Furuyama-san acknowledges that many diesel buyers, including in Australia, are tapping into the driveability benefits brought by the high-torque engines.

He says while the hybrid can’t match the torque outputs of the German diesel engines that it offers other benefits.

“Yes, it’s kind of challenge for us [to achieve great driveability],” he said. “Especially in Europe, they love diesel – much torque and acceleration performance.

“At the beginning planning of this car we set two targets – one is [matching] competitor diesel engines in terms of CO2, and second target is power, performance – the intermediate [in-gear] acceleration, not 0-100.

“Max performance if compared to diesels such as 320i … max torque is not so comparable but intermediate acceleration is very good because the pick up of the [electric] motor is very smooth, very quick when compared with a diesel engine.

2013 Lexus IS 300h Luxury instruments

“The issue is max performance if compared to diesels such as 320d – is little bit worse than competitors’ engines, and in Europe there are many criticisms for this IS300h for max power and torque.
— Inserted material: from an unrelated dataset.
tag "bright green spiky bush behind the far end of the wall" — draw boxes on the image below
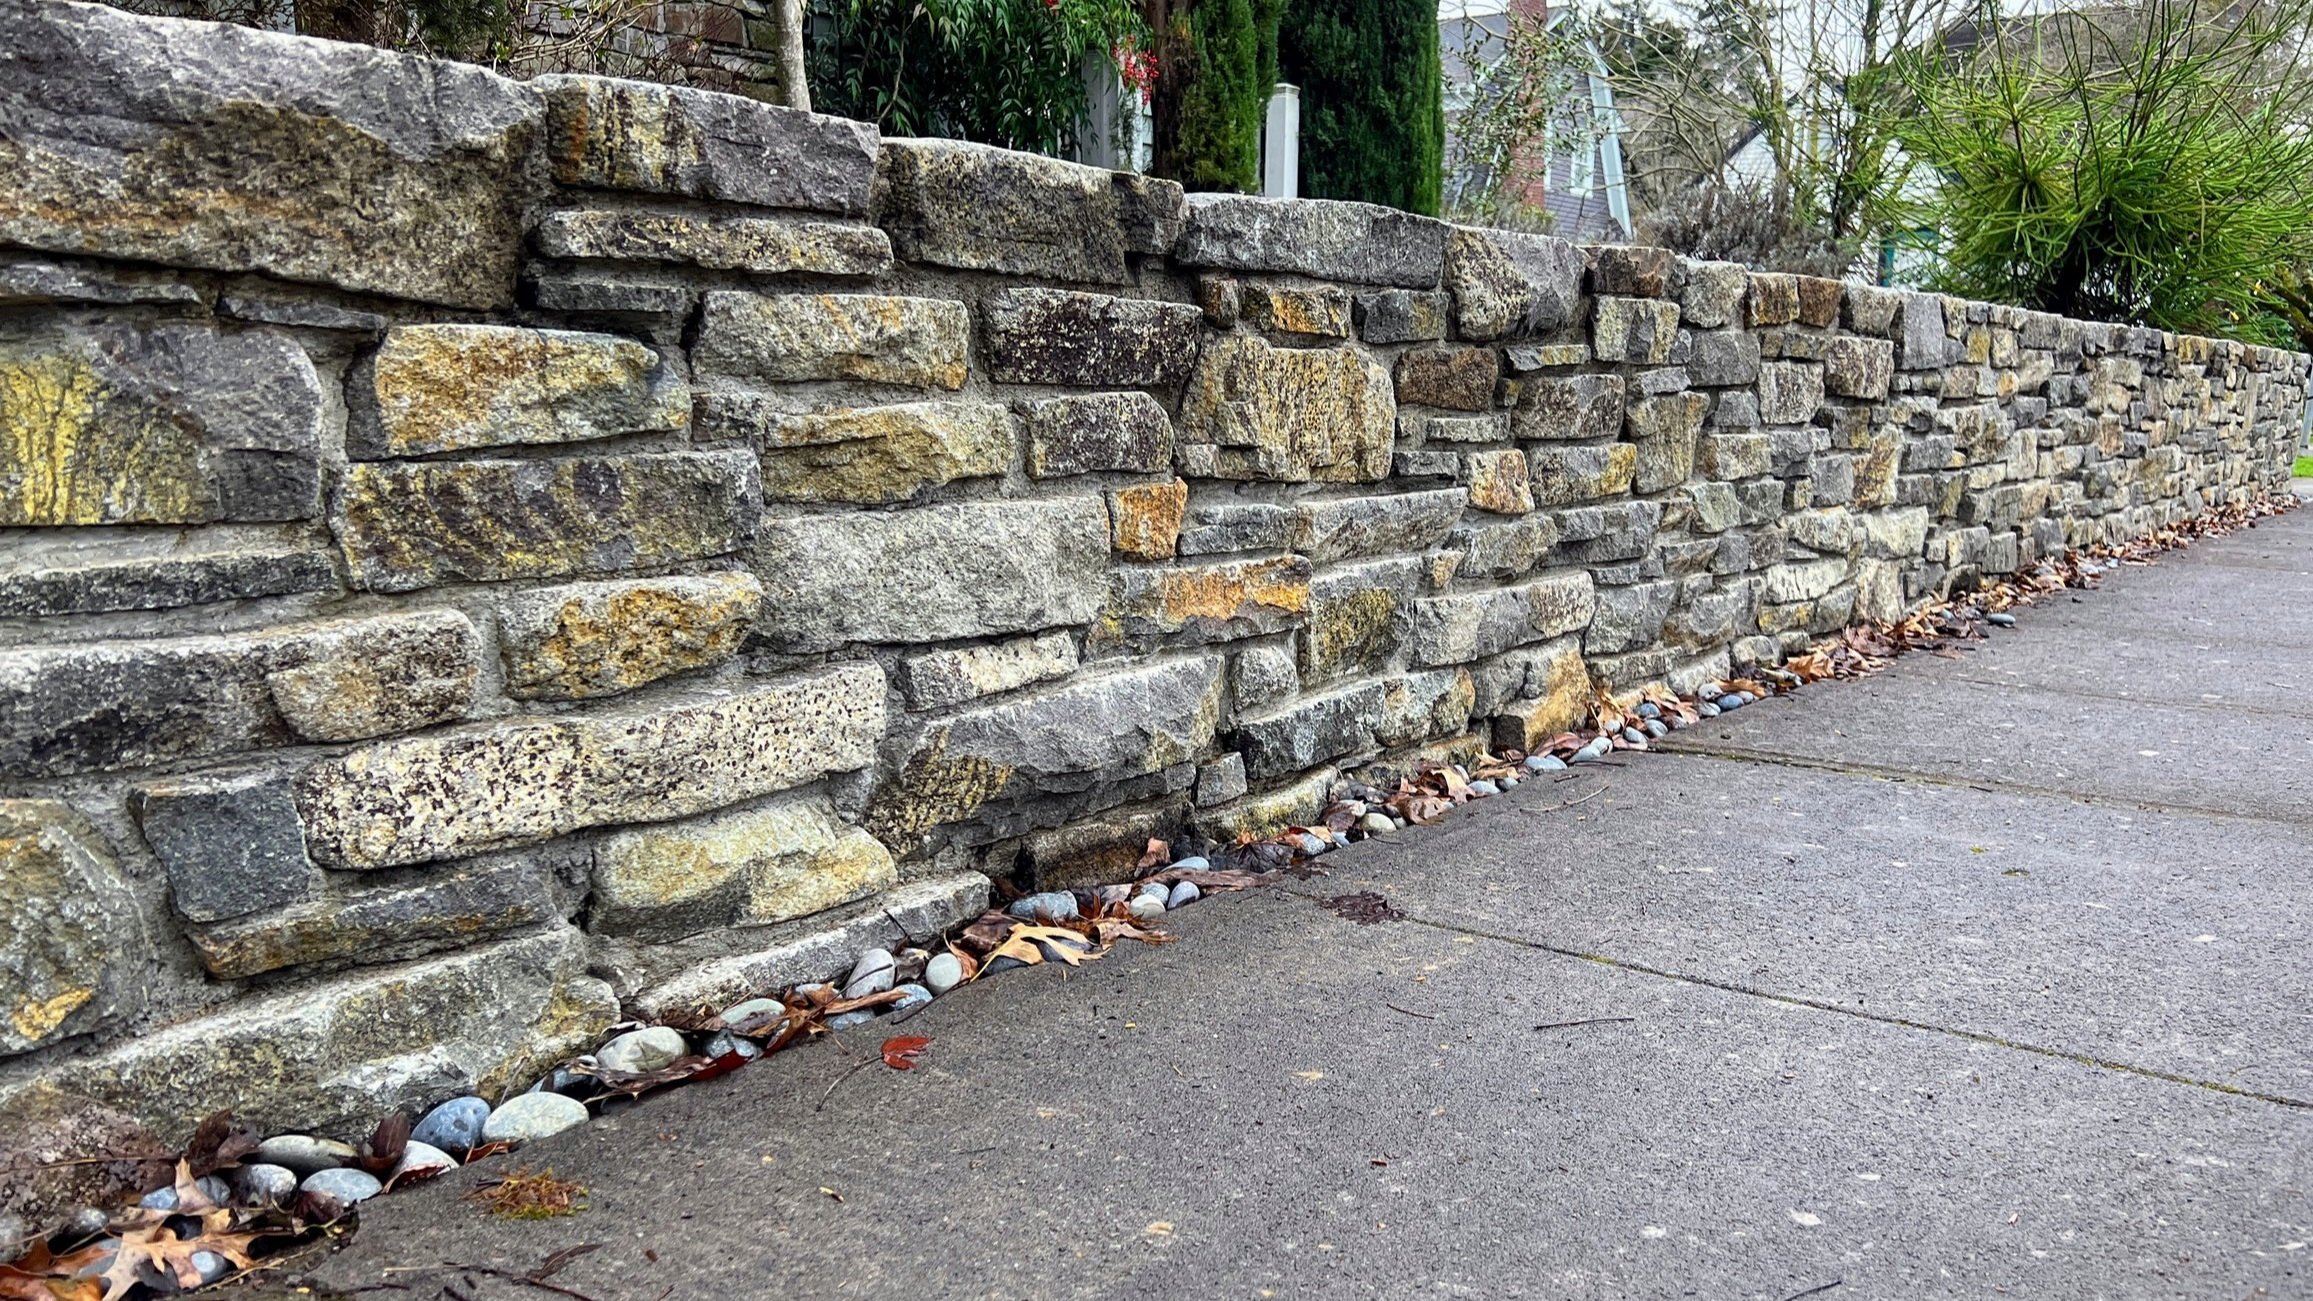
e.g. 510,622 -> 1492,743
1894,0 -> 2313,343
Diesel has more punch in drive feeling.

“So it is a compromise between consumption/emissions and performance. So we carefully watch the reaction in Europe and also Australia to the hybrid to see if we can compete with diesel competitors or not.”
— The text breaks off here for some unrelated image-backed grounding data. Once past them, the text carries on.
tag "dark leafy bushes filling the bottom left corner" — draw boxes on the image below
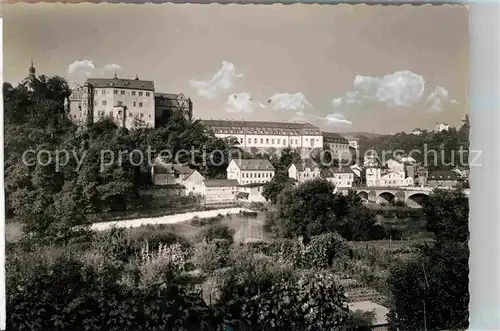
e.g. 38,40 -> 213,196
6,247 -> 213,331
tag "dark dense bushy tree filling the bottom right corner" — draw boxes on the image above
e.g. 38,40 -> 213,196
388,243 -> 469,331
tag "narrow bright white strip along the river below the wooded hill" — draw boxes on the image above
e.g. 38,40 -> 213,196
91,208 -> 250,231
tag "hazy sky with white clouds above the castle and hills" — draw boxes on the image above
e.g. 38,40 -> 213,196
2,3 -> 469,133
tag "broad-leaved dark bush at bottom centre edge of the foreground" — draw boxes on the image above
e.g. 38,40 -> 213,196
217,272 -> 349,330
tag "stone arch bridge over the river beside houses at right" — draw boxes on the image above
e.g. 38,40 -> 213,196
356,187 -> 432,208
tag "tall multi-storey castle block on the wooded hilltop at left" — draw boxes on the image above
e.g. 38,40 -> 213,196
68,74 -> 193,128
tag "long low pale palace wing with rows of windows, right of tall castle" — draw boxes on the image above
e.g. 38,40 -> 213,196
203,120 -> 349,153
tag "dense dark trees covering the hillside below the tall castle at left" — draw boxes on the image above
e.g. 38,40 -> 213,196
3,76 -> 238,241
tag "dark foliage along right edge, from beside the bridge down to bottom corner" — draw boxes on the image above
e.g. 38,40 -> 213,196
389,190 -> 469,331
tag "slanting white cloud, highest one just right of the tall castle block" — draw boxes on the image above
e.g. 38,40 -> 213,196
189,61 -> 243,99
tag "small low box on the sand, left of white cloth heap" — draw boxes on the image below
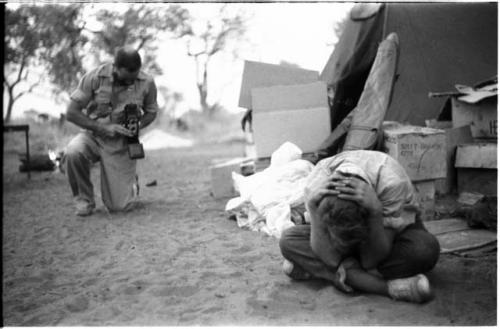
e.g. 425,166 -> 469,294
210,158 -> 249,199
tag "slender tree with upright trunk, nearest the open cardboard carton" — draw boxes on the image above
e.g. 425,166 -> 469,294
178,5 -> 246,114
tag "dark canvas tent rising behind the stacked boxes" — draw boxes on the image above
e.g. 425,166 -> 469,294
320,3 -> 498,130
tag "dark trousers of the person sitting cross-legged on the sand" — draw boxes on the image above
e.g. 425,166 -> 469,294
279,221 -> 440,280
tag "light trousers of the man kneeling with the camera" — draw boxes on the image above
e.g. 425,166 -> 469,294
63,131 -> 136,211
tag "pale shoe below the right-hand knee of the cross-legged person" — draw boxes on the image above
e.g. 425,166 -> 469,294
387,274 -> 434,303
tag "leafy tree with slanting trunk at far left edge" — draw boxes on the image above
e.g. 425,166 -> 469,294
4,4 -> 88,122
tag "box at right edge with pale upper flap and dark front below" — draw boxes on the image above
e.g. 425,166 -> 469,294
455,143 -> 498,195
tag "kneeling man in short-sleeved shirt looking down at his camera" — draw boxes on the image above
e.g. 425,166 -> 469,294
63,47 -> 158,216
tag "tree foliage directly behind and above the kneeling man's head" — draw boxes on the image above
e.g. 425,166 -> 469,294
89,5 -> 188,74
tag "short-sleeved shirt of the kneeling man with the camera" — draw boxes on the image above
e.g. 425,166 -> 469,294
70,63 -> 158,119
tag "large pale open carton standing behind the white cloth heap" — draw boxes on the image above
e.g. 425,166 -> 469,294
252,82 -> 330,158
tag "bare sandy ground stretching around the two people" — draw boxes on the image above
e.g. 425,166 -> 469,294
3,140 -> 497,326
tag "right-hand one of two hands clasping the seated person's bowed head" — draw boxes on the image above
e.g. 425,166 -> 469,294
332,175 -> 382,215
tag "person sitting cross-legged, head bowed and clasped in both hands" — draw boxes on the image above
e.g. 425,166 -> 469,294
280,150 -> 440,303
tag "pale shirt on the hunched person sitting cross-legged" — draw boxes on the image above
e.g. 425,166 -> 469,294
306,150 -> 418,231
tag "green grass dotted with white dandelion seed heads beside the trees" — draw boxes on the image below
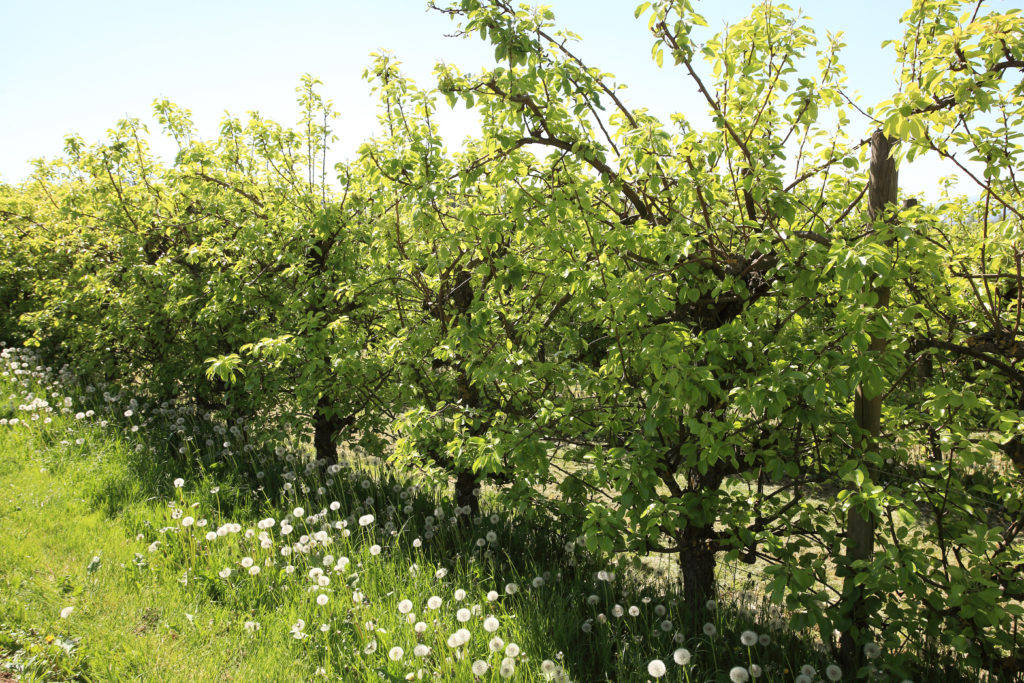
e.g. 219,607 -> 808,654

Lexus continues to develop a new four-cylinder turbocharged petrol engine.

It’s set to make its debut in a new compact Lexus SUV due to debut later in 2013. The downsized engine is expected to eventually replace the 2.5-litre V6 in the IS, though it’s unlikely to happen until the new generation’s mid-life facelift in a few years’ time.


  • KiddingMe

    Seems rare that an engineer would talk facts instead of talking garbage. Seems pretty honest about where the 300h is at.

    I personally dislike diesel and would be more inclined to go a Hybrid.

    • Ivn

      I agree. Great to hear non-BS from the chief engineer.

  • ABCDEFG

    I prefer a hybrid than a diesel.

    But this IS 300h is a fail because there’s no spare tyre and it uses run flat tyres. Four problems I could think of with these tyres;

    1) No spare tyre = No confidence when going out into the country

    2) Usually don’t handle as good

    3) Very limited tyre choice. Most of the tyre joints don’t stock run flats, let alone that model of run flat tyre for this car

    4) Cost a small fortune to replace these tyres

    I have saved up some $$ to get the upcoming IS300h. But I am looking else where now.

    • Subeylover

      Totally agree with your tyres comment – I recently purchased a Kluger over a Tribeca just because the Kluger had a proper spare – need confidence to tour our big country. As a lifelong Subaru driver, it was really difficult but it lost Subaru a sale.

  • F1orce

    Fair enough.

    Though I guess in Australia IS250 will continue to be the most popular model followed by IS350.

  • JooberJCW

    Hmm, nice facts, but isn’t one of their biggest mrket th USA and that country has poor quality diesel and a strict restrictions on diesel pollution?

    I could be wrong…

  • Zaccy16

    the only reason i wouldn’t pick this is300 h is its CVT transmission, it would be great with a 6 speed auto!